Up in the room, the other three were already deep in conversation about their respective high schools. When Qingqing came in, Jiang Yu jumped up immediately and pulled her over to sit down.
“Can we just call you Qingqing? That okay?”
Qingqing, a little flustered by the warmth, nodded.
“Qingqing! Tell us everything — how did you and your boyfriend meet? How long have you been together? Why is he the one who brought you today?”
Qingqing hesitated — and then, for some reason, the story Xu Ye had spun for Zhiwei on the train surfaced in her mind. She told it to her roommates. With modifications, naturally — the tissue and the WeChat request played out very differently in her version.
A lakeside. A girl playing guitar alone. A handsome, somewhat drunk boy who found her by following the music.
By the time she finished, all three roommates had constructed a complete romantic drama in their heads.
Zhang Ruowei pressed further: “So why did he bring you to university?”
Qingqing answered before thinking: “He arranged it with my mom.”
Zhang Ruowei: ???
Shen Xinyi: ???
Jiang Yu: ???
“He arranged it with your mom? You’ve already met each other’s parents?!”
Qingqing opened her mouth to clarify, then realized she had no idea how to do that, and when she looked at the three of them — eyes wide, visibly impressed — she decided not to bother.
In a certain sense, Xu Ye had already met her mother.

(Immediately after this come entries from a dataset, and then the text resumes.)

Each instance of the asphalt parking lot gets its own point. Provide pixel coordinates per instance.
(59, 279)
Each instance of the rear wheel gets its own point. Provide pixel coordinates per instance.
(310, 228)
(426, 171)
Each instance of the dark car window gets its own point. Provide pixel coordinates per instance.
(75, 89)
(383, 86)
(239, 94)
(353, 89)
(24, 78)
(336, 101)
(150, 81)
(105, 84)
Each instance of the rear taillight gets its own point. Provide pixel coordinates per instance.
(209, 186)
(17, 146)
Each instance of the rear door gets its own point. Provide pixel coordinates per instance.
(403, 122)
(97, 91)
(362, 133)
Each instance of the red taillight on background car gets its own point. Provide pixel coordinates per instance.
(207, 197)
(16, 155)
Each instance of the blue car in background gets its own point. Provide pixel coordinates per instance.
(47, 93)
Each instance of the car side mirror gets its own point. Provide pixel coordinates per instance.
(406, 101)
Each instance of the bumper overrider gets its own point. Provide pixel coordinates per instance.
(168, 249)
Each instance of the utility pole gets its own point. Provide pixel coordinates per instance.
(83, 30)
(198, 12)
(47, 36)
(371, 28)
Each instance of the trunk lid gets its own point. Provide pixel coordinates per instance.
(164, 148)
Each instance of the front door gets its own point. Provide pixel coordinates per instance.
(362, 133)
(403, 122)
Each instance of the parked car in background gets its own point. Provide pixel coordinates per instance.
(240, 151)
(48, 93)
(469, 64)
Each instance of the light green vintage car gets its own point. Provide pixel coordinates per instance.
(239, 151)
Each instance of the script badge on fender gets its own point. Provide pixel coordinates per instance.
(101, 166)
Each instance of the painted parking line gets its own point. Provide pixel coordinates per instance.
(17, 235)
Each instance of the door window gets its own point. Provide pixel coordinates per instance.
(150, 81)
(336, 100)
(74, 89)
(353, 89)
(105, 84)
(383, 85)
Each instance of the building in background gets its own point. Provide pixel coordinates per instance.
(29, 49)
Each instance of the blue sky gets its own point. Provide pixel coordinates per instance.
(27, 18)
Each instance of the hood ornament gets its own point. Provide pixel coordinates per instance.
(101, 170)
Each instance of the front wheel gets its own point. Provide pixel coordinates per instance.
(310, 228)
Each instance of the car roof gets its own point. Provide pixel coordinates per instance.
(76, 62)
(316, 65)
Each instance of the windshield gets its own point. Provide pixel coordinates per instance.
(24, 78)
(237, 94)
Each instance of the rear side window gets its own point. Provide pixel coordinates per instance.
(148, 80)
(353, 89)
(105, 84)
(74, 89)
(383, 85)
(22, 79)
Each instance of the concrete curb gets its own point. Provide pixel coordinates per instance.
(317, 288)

That wasn’t technically wrong.
“My god, your parents are so open-minded,” Jiang Yu said, sighing with something between admiration and despair. “If I’d tried to date anyone in high school, my parents would have broken both my legs.”
Shen Xinyi nodded vigorously from beside her.

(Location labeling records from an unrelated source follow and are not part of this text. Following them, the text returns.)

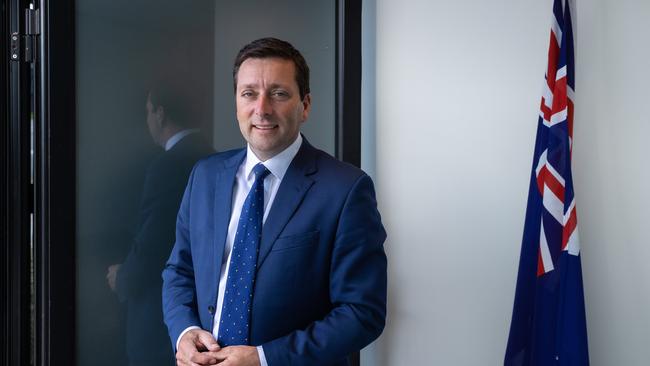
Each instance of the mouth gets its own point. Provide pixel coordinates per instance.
(265, 127)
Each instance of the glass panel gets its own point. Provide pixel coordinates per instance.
(138, 63)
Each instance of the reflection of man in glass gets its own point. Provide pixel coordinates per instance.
(137, 281)
(279, 255)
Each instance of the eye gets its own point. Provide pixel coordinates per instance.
(279, 94)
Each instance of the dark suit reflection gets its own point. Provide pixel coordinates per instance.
(138, 281)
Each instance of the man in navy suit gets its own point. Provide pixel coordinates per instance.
(137, 280)
(319, 290)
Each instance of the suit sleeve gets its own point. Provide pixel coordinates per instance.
(155, 235)
(358, 281)
(178, 292)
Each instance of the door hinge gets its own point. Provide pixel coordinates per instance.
(23, 47)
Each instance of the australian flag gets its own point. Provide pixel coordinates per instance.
(548, 320)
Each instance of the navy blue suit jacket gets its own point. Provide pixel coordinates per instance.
(320, 289)
(138, 280)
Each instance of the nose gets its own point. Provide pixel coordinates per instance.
(263, 106)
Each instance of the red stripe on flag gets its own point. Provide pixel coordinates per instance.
(559, 96)
(553, 52)
(569, 227)
(540, 263)
(554, 185)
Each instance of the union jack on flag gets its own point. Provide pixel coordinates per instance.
(548, 320)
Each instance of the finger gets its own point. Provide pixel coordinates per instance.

Senior year of high school and first year of university were only twelve months apart, but one was scandalous and the other was expected. That was just how it worked.
With that as the opening, Qingqing found herself a little less tense.
The four of them fell into an easy back-and-forth — favorite singers, funny stories from home, things that had happened to them. When the conversation turned to family, Jiang Yu noticed Qingqing going quiet and asked directly: “Qingqing, what do your parents do?”
“My dad works at a bank. My mom works for a foreign company.”
She paused. And then, remembering what Xu Ye had said at lunch, added quietly: “They divorced when I was in middle school.”
The effect was exactly what he’d predicted.
All three of them shifted slightly. The impression of Qingqing as cool and distant softened, almost visibly. Jiang Yu murmured a small sorry. Qingqing shook her head. “It’s fine. I’ve had time to get used to it.”
The subject moved on.
They talked about the school’s history, gossip about a particular professor, a rumor about a haunted floor in one of the buildings. They talked until the room had gone dark without any of them noticing.
Zhang Ruowei glanced at the time. “What if we all go out for barbecue tonight? I know a place that does good Korean-style grilled meat.”
“I’m in.”
Jiang Yu and Shen Xinyi agreed immediately.
“Qingqing?”
Qingqing blinked, then nodded. “Sure.”
She was thinking, though, about how Xu Ye had seen all of this coming. Zhang Ruowei, Jiang Yu, Shen Xinyi — their personalities mapped almost exactly onto his read of them from a single brief meeting. And someone had suggested dinner on the first night, exactly as he’d said they would.
One look. Barely any conversation. And he’d called all of it.
How does he do that?
She found herself wondering, not for the first time, whether Xu Ye could somehow see the future.